Problem Statement:

Company XYZ is a food delivery company. Like pretty much any other site, in order to get customers, they have been relying significantly on online ads, such as those you see on Google or Facebook. At the moment, they are running 40 different ad campaigns and want you to help them understand their performance. Specifically, you are asked to:
- If you had to identify the 5 best ad groups, which ones would they be? Which metric did you choose to identify the best ad groups? Why? Explain the pros of your metric as well as the possible cons.
- For each group, predict how many ads will be shown on Dec, 15 (assume each ad group keeps following its trend).
- Cluster ads into 3 groups: the ones whose avg_cost_per_click is going up, the ones whose avg_cost_per_click is flat and the ones whose avg_cost_per_click is going down.


Solution

1) Which ad groups are doing the best?
library(data.table)
library(tseries)
ad_table <- fread("~/Google Drive/take_home_challenge/challenge_20/ad_table.csv")


I want to maximize the probability that people click AND convert as well as the profit on conversion and minimize the cost of clicks.

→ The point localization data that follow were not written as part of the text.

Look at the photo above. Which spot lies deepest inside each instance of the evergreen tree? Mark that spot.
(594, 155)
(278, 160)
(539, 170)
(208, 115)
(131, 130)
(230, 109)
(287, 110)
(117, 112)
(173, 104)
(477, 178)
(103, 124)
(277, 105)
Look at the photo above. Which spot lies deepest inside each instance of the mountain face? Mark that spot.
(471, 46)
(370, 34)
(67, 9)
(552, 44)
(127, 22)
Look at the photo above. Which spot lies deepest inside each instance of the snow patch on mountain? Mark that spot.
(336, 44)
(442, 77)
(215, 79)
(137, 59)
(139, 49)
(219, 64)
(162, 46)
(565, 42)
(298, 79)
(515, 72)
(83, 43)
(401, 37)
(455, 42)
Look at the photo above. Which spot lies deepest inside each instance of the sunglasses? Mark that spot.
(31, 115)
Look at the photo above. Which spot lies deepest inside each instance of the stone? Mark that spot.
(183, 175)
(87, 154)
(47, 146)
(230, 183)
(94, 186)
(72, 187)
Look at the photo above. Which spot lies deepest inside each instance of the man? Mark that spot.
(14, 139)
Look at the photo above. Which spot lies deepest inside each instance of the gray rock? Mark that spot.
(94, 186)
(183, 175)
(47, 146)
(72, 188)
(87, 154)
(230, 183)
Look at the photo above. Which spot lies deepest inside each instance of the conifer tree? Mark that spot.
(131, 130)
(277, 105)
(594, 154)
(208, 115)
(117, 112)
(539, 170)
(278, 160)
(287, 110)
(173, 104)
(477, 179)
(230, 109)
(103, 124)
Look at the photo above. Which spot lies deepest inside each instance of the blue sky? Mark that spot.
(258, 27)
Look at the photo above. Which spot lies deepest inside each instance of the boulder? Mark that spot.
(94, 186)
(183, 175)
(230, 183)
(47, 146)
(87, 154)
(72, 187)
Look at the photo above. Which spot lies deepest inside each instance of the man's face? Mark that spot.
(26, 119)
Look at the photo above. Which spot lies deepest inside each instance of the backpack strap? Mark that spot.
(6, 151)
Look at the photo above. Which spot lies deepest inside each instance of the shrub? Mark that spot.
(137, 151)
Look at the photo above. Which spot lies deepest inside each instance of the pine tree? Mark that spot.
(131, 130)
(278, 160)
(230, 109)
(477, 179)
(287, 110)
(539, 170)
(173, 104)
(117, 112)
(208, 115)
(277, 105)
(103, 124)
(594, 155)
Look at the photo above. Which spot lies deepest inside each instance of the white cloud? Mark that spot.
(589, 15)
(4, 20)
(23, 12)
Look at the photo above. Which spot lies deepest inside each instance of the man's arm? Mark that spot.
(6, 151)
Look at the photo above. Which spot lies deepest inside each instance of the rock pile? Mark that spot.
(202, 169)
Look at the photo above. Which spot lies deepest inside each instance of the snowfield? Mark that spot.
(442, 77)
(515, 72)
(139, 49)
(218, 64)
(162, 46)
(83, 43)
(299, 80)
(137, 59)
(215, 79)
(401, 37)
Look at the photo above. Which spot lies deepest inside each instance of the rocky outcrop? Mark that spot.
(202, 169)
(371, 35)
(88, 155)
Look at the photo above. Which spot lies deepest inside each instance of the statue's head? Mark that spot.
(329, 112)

Which is basically, clicks/shown x convert/clicks x (total revenue - avg_cost_per_clicks x clicks) Therefore metric is conversion rate x profit per conversion.

# create profit column

ad_table$profit <- with(ad_table, total_revenue - clicked*avg_cost_per_click)

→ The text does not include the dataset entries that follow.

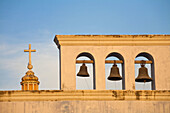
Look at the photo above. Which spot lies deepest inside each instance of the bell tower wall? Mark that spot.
(100, 46)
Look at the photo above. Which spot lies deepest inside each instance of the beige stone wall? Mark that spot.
(161, 55)
(85, 107)
(129, 46)
(85, 101)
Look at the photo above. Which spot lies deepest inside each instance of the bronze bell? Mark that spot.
(114, 73)
(83, 71)
(143, 75)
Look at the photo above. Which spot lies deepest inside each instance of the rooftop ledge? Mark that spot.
(112, 40)
(99, 95)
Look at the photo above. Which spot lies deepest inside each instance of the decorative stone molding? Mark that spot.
(112, 40)
(99, 95)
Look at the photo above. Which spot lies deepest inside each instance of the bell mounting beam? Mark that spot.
(143, 61)
(117, 61)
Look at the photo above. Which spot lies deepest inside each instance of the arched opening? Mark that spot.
(85, 82)
(115, 84)
(149, 65)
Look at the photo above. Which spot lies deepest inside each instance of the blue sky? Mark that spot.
(38, 21)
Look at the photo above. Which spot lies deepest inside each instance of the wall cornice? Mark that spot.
(112, 40)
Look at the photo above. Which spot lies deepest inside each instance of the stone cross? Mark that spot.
(29, 50)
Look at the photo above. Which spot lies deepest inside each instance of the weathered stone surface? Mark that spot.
(99, 95)
(100, 46)
(85, 107)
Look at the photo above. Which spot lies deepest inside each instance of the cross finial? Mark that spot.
(29, 50)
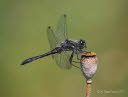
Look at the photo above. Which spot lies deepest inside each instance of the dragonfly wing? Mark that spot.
(55, 39)
(62, 59)
(61, 30)
(52, 38)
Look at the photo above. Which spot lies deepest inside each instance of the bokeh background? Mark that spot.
(102, 23)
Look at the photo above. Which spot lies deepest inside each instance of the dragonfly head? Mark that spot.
(82, 44)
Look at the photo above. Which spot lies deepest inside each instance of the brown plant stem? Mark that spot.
(88, 88)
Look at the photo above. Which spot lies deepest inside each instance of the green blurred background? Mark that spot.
(102, 23)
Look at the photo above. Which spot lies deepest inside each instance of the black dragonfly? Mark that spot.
(62, 48)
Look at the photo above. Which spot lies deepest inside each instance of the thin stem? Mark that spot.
(88, 89)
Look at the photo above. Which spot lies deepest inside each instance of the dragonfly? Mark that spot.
(62, 49)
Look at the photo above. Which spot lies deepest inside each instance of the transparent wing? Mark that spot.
(61, 30)
(55, 39)
(52, 38)
(62, 59)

ad_table$profit_per_click <- with(ad_table, profit/clicked)

# want to maximize conversion rate and profit per click. 

ad_table$prob_convert <- with(ad_table, converted/shown)
ad_table$metric <- with(ad_table, prob_convert*profit_per_click)

ad_table[ , .(mean_metric = mean(metric, na.rm = T)) , by = ad][order(mean_metric)]


5 best ad groups based on this metric would be ad_group 27, 31, 14, 16 and 2.

2) How many ads will be shown on Dec 15, assuming present trend continues?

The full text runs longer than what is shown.